Our anger should be directed at the systems of ignorance that perpetuate this kind of behaviour.

It’s why people don’t realize that when the European powers first came to this continent they didn’t just seize the natural resources, lands, and waters. They also raided the cultures of the people they colonized, picking and choosing what suited them best, from tools of survival such as the kamatik and dog team to beautiful dances and regalia. These items were stripped of their meaning and became products for consumption by the dominant society. Ignorance shielded the general populace from knowing and understanding this.

Teachers in their headdresses handing out feathers to young impressionable minds are not at fault.
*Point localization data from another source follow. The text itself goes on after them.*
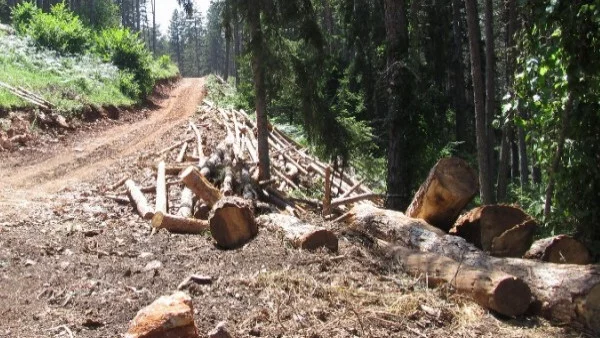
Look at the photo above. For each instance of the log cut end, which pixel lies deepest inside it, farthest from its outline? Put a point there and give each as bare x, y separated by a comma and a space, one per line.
502, 230
561, 249
451, 185
511, 296
232, 222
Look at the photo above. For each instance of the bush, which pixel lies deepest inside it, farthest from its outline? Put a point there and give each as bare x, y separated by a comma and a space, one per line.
128, 53
59, 30
23, 14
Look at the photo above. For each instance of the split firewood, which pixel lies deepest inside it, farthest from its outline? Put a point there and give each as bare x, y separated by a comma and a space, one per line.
161, 189
502, 230
300, 234
561, 249
201, 187
449, 187
138, 199
492, 289
565, 293
232, 222
178, 224
186, 203
181, 155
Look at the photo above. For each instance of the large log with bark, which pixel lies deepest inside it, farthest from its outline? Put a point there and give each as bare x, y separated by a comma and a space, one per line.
138, 199
449, 187
561, 249
502, 230
298, 233
564, 293
492, 289
232, 222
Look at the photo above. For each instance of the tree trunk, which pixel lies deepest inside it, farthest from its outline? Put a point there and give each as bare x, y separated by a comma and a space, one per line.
232, 222
398, 180
501, 230
299, 234
450, 186
483, 157
558, 155
561, 249
260, 100
562, 292
492, 289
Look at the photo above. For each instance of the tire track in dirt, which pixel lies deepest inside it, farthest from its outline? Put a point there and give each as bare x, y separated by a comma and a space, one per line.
86, 160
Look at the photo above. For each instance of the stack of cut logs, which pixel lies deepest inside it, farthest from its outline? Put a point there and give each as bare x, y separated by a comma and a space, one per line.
220, 191
486, 253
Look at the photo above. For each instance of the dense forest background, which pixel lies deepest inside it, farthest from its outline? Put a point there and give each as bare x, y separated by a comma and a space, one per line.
390, 86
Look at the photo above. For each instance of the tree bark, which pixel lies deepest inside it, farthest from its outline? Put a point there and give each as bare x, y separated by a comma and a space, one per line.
449, 187
501, 230
299, 234
232, 222
492, 289
483, 157
258, 69
564, 293
561, 249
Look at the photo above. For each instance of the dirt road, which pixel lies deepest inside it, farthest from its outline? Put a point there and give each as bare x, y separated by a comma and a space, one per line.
86, 158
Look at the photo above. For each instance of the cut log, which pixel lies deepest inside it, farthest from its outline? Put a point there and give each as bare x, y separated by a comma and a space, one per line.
161, 189
564, 293
178, 224
488, 228
300, 234
138, 199
186, 205
201, 187
449, 187
232, 222
561, 249
493, 289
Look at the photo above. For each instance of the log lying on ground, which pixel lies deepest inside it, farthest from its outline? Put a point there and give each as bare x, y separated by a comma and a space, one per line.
493, 289
449, 187
564, 293
561, 249
232, 222
502, 230
193, 179
300, 234
138, 199
178, 224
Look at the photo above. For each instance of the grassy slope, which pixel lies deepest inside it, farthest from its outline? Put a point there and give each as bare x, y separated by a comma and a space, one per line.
69, 82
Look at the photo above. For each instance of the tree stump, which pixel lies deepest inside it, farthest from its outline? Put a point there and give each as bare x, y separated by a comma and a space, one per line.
449, 187
232, 222
502, 230
561, 249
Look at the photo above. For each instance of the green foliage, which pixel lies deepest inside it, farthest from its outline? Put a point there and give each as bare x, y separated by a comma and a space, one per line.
23, 14
124, 49
59, 30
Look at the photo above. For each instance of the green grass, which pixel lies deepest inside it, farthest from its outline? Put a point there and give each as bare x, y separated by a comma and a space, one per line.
69, 82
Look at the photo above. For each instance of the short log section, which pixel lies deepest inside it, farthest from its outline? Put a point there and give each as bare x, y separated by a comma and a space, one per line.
449, 187
298, 233
232, 222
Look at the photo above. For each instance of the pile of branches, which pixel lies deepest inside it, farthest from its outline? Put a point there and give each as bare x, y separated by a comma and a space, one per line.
220, 190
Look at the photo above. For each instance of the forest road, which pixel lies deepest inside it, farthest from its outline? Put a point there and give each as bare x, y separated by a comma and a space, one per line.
85, 159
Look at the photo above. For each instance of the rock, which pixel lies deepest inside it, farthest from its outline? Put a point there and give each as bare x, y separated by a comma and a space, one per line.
219, 332
167, 317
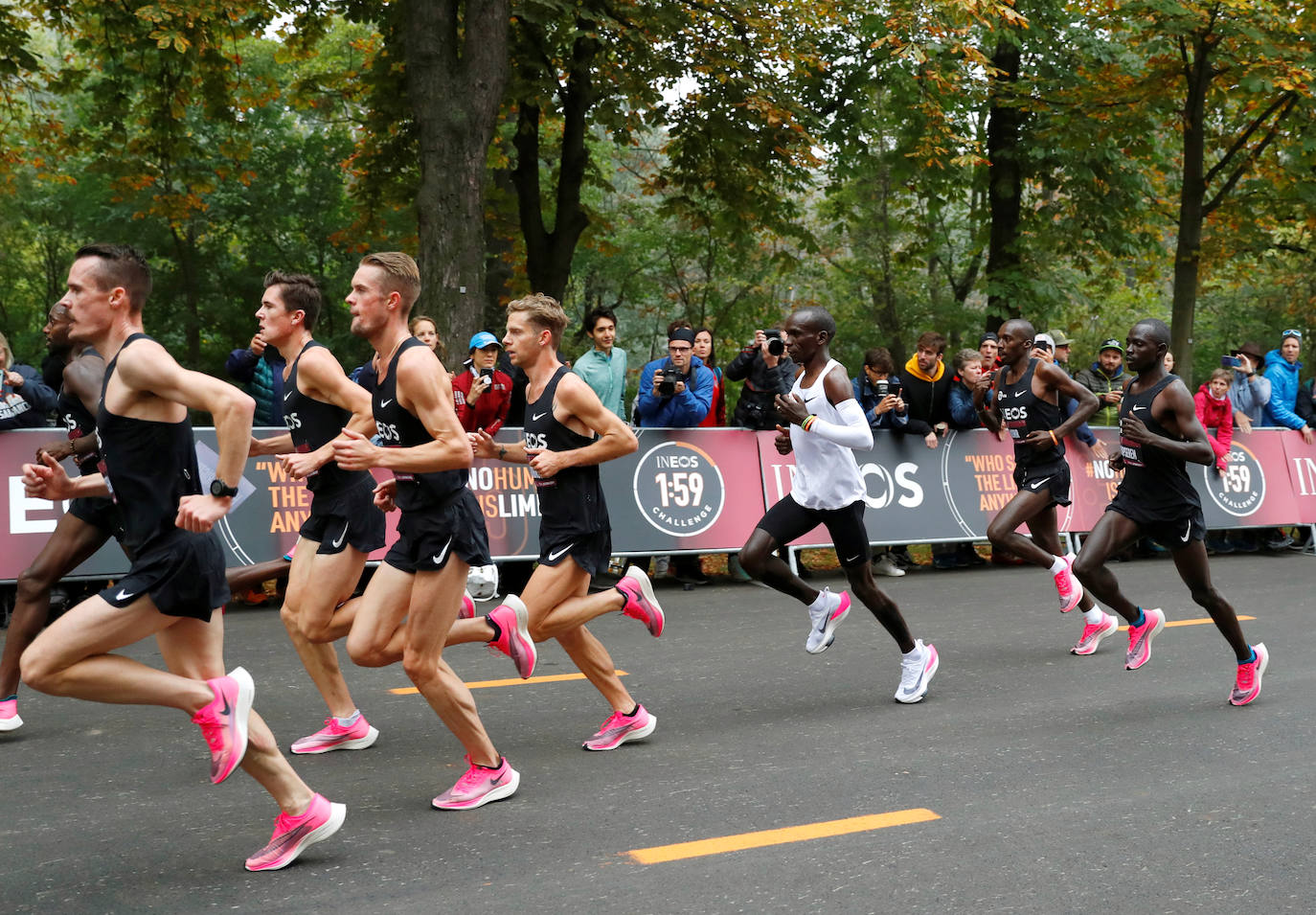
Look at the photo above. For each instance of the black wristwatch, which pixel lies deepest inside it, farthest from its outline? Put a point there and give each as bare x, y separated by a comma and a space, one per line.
218, 489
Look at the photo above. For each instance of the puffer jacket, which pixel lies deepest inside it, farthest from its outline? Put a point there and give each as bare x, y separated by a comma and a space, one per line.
1281, 410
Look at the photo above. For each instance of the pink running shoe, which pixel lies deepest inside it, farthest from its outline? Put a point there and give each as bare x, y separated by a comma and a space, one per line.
1094, 633
1248, 685
513, 639
292, 835
1068, 586
224, 721
333, 736
479, 787
1141, 636
622, 728
10, 719
641, 604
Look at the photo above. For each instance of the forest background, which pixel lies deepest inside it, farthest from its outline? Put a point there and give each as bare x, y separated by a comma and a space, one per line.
910, 166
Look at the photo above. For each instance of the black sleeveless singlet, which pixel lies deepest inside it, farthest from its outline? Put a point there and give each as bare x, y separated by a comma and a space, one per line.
399, 428
78, 422
1153, 479
312, 424
572, 502
148, 468
1024, 412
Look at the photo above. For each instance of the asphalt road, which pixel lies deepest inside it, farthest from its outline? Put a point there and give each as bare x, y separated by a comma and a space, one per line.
1055, 784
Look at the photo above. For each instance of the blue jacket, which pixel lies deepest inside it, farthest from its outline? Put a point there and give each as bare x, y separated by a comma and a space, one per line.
1250, 395
263, 380
679, 411
869, 400
1283, 391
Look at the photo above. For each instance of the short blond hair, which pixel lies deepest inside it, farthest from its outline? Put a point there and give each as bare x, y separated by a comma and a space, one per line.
401, 273
542, 310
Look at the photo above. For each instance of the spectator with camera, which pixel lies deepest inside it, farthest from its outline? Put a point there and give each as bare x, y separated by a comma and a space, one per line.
1249, 389
766, 372
1282, 369
604, 366
676, 391
876, 390
482, 394
1105, 379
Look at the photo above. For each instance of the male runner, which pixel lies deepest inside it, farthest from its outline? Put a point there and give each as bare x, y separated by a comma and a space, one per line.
827, 425
1158, 432
567, 435
414, 597
1027, 404
83, 530
344, 527
176, 580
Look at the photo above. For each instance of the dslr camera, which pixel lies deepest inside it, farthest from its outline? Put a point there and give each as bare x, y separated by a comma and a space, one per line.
668, 386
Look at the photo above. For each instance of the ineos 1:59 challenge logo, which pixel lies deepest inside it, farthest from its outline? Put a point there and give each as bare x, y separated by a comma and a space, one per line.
1241, 488
679, 489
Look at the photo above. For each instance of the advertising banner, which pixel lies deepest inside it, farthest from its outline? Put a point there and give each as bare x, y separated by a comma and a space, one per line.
703, 490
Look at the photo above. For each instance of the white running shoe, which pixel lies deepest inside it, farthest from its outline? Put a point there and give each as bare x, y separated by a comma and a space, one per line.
916, 673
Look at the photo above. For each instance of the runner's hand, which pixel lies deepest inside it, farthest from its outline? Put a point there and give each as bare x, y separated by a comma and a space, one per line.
783, 440
199, 513
545, 462
384, 493
46, 481
300, 464
352, 450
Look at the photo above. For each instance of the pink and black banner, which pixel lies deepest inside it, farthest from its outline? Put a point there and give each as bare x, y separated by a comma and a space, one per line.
703, 490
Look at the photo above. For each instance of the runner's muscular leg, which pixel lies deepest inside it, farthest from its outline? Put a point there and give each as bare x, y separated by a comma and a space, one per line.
73, 541
1195, 572
1045, 531
378, 636
195, 650
1024, 509
71, 658
1111, 534
433, 608
321, 581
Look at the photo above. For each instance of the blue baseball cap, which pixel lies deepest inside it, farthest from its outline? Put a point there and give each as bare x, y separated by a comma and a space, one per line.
482, 340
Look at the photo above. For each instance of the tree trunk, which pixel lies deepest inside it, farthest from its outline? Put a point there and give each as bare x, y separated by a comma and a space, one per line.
1188, 254
1005, 183
457, 71
549, 253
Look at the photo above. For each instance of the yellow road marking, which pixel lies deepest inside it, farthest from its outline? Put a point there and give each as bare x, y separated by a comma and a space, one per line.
514, 681
1124, 629
723, 844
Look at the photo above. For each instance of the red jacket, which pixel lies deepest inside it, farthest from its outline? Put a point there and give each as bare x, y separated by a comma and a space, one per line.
1214, 415
488, 412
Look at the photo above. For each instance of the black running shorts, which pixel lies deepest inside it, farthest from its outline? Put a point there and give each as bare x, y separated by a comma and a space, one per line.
590, 551
425, 538
101, 513
345, 519
788, 519
1170, 532
183, 574
1052, 478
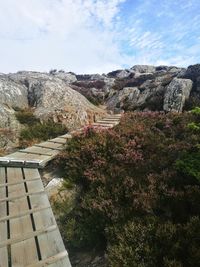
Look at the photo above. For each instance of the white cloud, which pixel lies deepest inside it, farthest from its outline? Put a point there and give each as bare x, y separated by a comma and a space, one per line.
76, 35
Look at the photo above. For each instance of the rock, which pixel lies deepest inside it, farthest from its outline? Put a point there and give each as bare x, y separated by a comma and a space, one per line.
12, 96
126, 96
176, 94
54, 186
193, 72
57, 101
67, 77
119, 74
144, 68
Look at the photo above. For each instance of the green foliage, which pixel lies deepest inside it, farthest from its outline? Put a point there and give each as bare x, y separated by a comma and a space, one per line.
26, 116
196, 111
191, 103
34, 130
140, 191
42, 131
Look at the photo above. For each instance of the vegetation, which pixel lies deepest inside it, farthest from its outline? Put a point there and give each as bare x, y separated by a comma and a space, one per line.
140, 191
35, 131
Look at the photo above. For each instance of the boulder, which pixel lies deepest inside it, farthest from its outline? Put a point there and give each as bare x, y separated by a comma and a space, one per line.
144, 68
176, 94
193, 72
56, 100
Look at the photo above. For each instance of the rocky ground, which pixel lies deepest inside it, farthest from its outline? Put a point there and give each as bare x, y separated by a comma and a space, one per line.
74, 99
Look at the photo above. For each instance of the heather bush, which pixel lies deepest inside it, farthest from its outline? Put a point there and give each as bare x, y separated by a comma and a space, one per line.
26, 116
139, 191
40, 132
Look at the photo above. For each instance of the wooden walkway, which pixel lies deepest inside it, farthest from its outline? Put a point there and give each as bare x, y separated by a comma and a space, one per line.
39, 155
29, 236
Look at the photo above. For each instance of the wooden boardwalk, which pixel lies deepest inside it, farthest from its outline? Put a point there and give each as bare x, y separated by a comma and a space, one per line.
29, 236
39, 155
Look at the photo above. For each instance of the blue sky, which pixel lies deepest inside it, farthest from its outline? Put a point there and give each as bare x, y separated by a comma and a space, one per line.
90, 36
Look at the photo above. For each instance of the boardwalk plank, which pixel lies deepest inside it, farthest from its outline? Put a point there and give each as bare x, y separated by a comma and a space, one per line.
22, 253
3, 225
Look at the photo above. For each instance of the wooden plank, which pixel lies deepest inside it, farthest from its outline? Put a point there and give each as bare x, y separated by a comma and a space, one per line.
45, 219
25, 252
50, 145
23, 239
60, 258
66, 136
19, 182
21, 196
40, 150
3, 225
25, 156
58, 140
27, 212
107, 122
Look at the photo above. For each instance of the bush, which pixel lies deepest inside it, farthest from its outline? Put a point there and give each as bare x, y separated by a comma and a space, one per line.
41, 132
26, 116
140, 192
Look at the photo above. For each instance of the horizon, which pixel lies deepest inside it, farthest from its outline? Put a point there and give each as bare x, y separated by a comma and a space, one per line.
93, 36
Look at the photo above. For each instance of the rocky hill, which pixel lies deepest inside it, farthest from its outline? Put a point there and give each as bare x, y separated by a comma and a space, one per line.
73, 99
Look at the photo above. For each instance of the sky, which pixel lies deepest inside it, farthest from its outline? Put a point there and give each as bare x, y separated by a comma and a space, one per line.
97, 36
They are unknowing. Though intention and outcome are two very different things, our anger should be directed at the systems of ignorance that perpetuate this kind of behaviour.

These teachers in Montreal probably had teachers who did something similar when they were children. Now more children are being indoctrinated into ignorance, and as they grow into adulthood this lack of understanding about the appropriation of other people’s iconography will become cemented in their psyches.

Ignorance is passed down through the generations until something disrupts it. Anger and frustration will not disrupt it.

Instead we should reach out to people from a place of teaching and sharing. It does not mean they will listen, but it’s a good place to start. We would do so for the children at this school, and we should also do so for the adults. Unless real people who know better step up to help fill in these gaps of understanding, the problem will never go away. So for the sake of both Indigenous and settler societies, let’s learn together, let’s know better.